Wavelet Inversion
The continuous wavelet transform is a redundant shift-invariant frame transform. As such, there isn't a single inverse transform, although there is a canonical pseudo-inverse. For more see, for example, chapter 5 of A Wavelet Tour of Signal Processing.
In this package, we have 3 pseudo-inverses:
ContinuousWavelets.icwt
— Functionicwt(res::AbstractArray, cWav::CWT, inverseStyle::InverseType=PenroseDelta())
Compute the inverse wavelet transform using one of three dual frames. The default uses delta functions with weights chosen via a least squares method, the PenroseDelta()
below.
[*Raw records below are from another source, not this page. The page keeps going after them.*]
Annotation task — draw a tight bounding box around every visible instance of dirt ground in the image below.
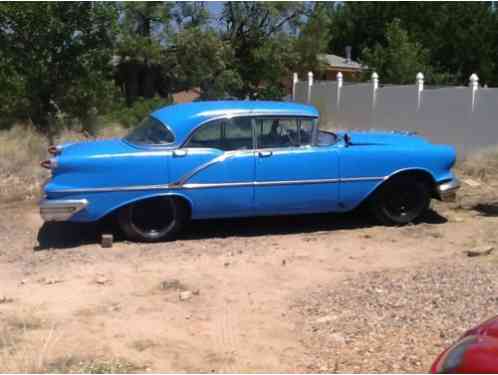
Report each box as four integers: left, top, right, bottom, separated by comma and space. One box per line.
0, 178, 498, 372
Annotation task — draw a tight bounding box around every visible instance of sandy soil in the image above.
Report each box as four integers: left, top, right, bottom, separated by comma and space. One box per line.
0, 179, 498, 372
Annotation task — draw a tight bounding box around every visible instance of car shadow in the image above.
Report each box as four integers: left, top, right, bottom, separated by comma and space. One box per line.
34, 210, 447, 251
472, 202, 498, 217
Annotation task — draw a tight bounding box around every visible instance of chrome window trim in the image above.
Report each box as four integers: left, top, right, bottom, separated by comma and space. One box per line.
182, 112, 318, 151
46, 176, 388, 193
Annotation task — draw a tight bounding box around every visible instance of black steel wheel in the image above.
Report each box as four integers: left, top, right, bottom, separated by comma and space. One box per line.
371, 176, 431, 225
118, 197, 186, 242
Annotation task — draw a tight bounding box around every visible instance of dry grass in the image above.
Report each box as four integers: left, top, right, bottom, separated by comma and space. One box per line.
456, 146, 498, 181
0, 124, 126, 206
0, 310, 143, 374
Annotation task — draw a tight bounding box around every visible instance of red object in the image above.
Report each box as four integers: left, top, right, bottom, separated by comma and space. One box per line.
431, 316, 498, 374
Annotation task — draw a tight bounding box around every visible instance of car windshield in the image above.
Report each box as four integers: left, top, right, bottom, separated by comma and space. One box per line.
316, 120, 339, 146
124, 117, 175, 145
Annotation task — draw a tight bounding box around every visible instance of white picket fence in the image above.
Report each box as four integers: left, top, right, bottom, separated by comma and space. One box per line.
292, 72, 498, 156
This is chosen as a default because the Morlet wavelets tend to fail catastrophically using the canonical dual frame (the dualFrames()
type).
icwt(res::AbstractArray, cWav::CWT, inverseStyle::PenroseDelta)
Return the inverse continuous wavelet transform, computed using the simple dual frame $β_jδ_{ji}$, where $β_j$ is chosen to solve the least squares problem $\|Ŵβ-1\|_2^2$, where $Ŵ$ is the Fourier domain representation of the cWav
wavelets. In both this case and NaiveDelta()
, the fourier transform of $δ$ is the constant function, thus this least squares problem.
icwt(res::AbstractArray, cWav::CWT, inverseStyle::NaiveDelta)
Return the inverse continuous wavelet transform, computed using the simple dual frame $β_jδ_{ji}$, where $β_j$ is chosen to negate the scale factor $(^1/_s)^{^1/_p}$. Generally less accurate than choosing the weights using PenroseDelta
. This is the method discussed in Torrence and Compo.
icwt(res::AbstractArray, cWav::CWT, inverseStyle::dualFrames)
Return the inverse continuous wavelet transform, computed using the canonical dual frame $\tilde{\widehat{ψ}} = \frac{ψ̂_n(ω)}{∑_n\|ψ̂_n(ω)\|^2}$. The algorithm is to compute the cwt again, but using the canonical dual frame; consequentially, it is the most computationally intensive of the three algorithms, and typically the best behaved. Will be numerically unstable if the high frequencies of all of the wavelets are too small however, and tends to fail spectacularly in this case.